North Carolina Gov. Roy Cooper, D, issued an executive order on Friday that outlines the state's next steps toward its goal of halving carbon emissions by 2030, and achieving net zero emissions by 2050.
The order calls for zero-emission vehicles (ZEVs) to comprise 50% of in-state automobile sales by 2030, and requires multiple government agencies to incorporate questions of equity and economic justice into future decision-making processes.
The order drew praise from multiple advocacy groups, who had asked the governor to integrate transportation and equity into the state's climate objectives.
Transportation and equity are the two next fronts on which North Carolina will combat climate change, according to Cooper.
Cooper expanded North Carolina's existing climate goals by adding a new target: 1.25 million zero-emission vehicles registered in the state by 2030. The order aims for ZEVs to account for half of all new automobiles sold by that same date, and requires the North Carolina Department of Transportation to work with the state Department of Environmental Quality to develop a Clean Transportation Plan for accomplishing these goals. The plan should include a variety of pathways, including the decreased usage of single occupancy vehicles and increased alternative transportation, according to Friday's order.
The transportation provisions in the executive order create a much more comprehensive climate strategy than previous goals, according to the Southern Environmental Law Center.

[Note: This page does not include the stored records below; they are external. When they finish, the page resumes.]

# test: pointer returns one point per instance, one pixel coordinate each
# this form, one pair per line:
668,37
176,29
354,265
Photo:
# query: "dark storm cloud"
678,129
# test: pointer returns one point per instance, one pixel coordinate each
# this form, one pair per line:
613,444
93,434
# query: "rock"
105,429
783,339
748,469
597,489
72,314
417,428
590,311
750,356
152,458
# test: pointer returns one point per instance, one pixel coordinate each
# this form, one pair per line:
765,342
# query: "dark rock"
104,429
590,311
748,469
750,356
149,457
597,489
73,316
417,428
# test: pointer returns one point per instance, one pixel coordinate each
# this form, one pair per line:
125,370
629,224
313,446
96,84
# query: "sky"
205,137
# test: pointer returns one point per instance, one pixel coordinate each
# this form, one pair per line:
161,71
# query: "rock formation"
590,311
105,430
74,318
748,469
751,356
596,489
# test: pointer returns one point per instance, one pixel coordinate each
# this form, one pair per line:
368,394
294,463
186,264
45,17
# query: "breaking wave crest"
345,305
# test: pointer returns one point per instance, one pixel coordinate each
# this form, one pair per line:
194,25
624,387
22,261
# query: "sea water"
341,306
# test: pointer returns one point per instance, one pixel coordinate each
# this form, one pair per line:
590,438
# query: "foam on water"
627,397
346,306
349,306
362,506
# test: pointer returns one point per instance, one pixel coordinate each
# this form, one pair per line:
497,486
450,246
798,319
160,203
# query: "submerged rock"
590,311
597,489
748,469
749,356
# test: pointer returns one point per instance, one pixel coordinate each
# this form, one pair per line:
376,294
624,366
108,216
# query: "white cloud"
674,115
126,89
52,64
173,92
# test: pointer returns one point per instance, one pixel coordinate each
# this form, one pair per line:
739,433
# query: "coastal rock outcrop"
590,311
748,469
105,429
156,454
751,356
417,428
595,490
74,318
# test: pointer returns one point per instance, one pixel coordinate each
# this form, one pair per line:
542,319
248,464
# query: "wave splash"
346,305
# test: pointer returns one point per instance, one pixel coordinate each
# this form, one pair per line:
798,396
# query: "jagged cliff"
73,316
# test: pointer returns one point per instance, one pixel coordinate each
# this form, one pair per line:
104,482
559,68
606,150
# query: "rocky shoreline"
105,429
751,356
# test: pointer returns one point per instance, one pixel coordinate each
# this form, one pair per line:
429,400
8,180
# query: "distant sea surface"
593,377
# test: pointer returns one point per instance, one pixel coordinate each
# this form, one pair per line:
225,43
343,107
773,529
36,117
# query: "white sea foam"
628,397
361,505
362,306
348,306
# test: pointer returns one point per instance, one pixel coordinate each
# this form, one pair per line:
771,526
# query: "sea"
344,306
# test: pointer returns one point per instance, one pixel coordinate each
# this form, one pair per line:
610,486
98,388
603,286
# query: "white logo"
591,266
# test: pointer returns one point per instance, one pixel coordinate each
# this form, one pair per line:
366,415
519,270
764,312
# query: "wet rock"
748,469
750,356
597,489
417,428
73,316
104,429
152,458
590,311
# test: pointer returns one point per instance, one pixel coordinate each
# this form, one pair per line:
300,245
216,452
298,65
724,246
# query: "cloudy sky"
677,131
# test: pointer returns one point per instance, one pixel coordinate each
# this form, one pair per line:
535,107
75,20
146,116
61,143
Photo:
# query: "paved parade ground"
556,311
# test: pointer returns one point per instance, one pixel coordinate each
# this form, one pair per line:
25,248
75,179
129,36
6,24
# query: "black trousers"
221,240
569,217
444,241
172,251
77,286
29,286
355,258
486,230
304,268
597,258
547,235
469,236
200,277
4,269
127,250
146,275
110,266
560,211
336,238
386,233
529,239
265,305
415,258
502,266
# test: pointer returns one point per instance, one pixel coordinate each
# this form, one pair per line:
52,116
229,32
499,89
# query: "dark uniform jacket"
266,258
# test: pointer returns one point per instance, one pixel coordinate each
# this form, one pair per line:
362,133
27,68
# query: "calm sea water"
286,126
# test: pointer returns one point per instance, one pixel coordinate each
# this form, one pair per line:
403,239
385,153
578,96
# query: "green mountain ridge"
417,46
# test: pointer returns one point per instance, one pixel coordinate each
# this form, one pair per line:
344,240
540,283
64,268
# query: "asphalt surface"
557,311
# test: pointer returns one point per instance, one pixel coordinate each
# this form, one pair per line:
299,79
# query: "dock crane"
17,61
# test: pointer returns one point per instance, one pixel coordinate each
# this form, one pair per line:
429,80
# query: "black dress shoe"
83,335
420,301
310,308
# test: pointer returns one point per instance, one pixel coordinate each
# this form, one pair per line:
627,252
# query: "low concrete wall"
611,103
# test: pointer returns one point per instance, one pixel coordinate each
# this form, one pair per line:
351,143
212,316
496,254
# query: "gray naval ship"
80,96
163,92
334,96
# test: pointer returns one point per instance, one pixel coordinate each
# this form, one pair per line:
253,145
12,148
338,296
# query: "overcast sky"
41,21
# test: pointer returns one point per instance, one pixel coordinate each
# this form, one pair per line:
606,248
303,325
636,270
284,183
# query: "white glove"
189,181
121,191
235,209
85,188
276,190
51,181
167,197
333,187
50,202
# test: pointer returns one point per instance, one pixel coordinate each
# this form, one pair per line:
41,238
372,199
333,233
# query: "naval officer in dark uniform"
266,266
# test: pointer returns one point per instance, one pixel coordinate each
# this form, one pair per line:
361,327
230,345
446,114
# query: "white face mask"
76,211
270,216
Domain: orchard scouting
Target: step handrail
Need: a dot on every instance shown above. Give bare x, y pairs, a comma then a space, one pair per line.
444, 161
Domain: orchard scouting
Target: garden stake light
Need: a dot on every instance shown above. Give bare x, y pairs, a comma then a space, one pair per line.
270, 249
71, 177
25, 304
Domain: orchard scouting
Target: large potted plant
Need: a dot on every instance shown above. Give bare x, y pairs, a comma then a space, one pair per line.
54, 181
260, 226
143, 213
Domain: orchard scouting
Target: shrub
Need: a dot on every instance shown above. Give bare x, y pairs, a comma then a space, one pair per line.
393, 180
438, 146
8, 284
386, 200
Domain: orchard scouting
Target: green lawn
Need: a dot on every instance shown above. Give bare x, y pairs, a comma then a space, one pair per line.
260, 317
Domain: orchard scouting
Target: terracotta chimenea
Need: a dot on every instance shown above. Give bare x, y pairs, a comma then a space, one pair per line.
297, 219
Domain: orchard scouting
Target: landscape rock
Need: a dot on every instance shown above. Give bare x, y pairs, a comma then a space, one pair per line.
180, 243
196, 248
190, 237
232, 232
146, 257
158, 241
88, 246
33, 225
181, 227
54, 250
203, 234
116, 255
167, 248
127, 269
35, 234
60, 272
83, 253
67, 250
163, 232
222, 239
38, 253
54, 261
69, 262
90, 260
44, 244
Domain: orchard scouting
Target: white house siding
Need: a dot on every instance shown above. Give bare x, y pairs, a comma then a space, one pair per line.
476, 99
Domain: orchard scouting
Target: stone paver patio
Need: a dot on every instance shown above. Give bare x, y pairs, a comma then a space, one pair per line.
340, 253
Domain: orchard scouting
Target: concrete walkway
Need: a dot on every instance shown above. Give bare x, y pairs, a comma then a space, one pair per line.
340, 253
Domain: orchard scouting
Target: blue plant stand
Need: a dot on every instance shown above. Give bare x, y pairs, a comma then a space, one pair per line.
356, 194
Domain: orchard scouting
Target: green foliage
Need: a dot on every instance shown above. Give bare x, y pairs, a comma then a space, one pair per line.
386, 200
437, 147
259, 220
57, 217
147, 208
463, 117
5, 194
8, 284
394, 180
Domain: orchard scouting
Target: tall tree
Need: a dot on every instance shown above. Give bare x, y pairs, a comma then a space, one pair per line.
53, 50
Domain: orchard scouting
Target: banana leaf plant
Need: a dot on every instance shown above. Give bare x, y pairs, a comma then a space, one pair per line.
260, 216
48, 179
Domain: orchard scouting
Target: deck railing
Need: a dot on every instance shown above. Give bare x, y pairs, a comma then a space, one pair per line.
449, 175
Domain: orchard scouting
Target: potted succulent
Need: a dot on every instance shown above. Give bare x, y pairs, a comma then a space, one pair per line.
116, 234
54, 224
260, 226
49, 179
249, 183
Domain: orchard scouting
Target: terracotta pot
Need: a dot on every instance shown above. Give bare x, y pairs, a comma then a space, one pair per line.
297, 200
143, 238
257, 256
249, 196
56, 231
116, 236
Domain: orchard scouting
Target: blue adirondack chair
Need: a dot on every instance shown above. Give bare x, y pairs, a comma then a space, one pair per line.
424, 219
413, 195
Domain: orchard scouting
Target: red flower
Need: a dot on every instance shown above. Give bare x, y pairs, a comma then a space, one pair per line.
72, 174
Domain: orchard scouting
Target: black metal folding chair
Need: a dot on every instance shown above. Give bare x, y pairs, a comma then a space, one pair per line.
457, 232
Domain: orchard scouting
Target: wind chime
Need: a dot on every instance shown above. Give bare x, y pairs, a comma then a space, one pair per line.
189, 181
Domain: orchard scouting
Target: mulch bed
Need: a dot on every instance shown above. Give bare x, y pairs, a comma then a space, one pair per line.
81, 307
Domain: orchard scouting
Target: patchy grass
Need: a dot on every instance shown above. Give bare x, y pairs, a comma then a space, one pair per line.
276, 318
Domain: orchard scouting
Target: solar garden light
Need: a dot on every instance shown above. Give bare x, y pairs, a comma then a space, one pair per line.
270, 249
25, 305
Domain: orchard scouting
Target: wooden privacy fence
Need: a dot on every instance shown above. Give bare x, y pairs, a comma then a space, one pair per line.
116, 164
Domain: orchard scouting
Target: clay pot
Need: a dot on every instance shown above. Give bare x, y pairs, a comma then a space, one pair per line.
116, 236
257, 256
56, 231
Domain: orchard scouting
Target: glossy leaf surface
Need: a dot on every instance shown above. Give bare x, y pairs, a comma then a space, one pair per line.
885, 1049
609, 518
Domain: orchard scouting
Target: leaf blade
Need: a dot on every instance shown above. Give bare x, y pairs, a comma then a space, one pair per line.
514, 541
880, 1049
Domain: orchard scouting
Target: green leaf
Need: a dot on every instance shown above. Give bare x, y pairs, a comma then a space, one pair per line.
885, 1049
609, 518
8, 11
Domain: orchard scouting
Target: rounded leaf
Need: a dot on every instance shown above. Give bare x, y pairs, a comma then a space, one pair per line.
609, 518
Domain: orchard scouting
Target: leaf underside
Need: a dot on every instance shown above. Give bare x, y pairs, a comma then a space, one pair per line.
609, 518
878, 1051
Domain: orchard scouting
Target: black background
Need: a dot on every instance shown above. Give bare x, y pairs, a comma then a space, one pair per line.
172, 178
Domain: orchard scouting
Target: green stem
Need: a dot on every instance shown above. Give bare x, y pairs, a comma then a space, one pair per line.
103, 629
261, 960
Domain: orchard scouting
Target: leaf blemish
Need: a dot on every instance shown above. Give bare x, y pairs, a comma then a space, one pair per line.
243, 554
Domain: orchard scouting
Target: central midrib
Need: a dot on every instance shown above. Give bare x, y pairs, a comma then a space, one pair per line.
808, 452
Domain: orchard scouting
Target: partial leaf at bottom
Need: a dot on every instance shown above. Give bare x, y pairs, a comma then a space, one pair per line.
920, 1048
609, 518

"For years, we've been advocating that the Cooper administration expand its focus on climate change to include the transportation sector, which is quickly becoming the number one source for heat-trapping emissions in North Carolina," Mary Maclean Asbill, director of the Southern Environmental Law Center's North Carolina offices, said in a statement. "We welcome the governor taking this step and look forward to working with the administration to create a meaningful clean transportation plan that sets out wide-ranging strategies to reduce emissions, and to do so equitably."
The inclusion of provisions related to social equity also drew praise from climate advocacy groups who argued the integration of climate and environmental justice was overdue.
"For too long, conversations regarding equity and climate have been siloed, when in reality these issues deeply intersect as historically marginalized communities bear the disproportionate burden of pollution and are on the frontlines of increasingly damaging climate impacts," David Kelly, North Carolina state director for the Environmental Defense Fund, said in a statement. The executive order, Kelly said, "sets the stage to consider these issues in tandem, which is essential to making meaningful progress towards a more equitable, climate-safe future."
The order calls for increased community engagement, and creates both a task force to evaluate strategies for increasing clean energy workforce diversity, and a clean energy youth apprenticeship program to help students prepare for clean energy-related jobs. It also directs each of the governor's cabinet agencies to identify an environmental justice and equity lead to oversee these efforts. Each agency has a June 1 deadline to publish a public participation plan, and the new environmental justice and equity leads are intended to coordinate efforts for public input and among cabinets.
Environmental groups said they looked forward to working with new and existing community partners as the order takes effect. "We are eager to roll up our sleeves to help ensure that this executive order tangibly advances North Carolina toward a more equitable, cleaner future," Kelly said.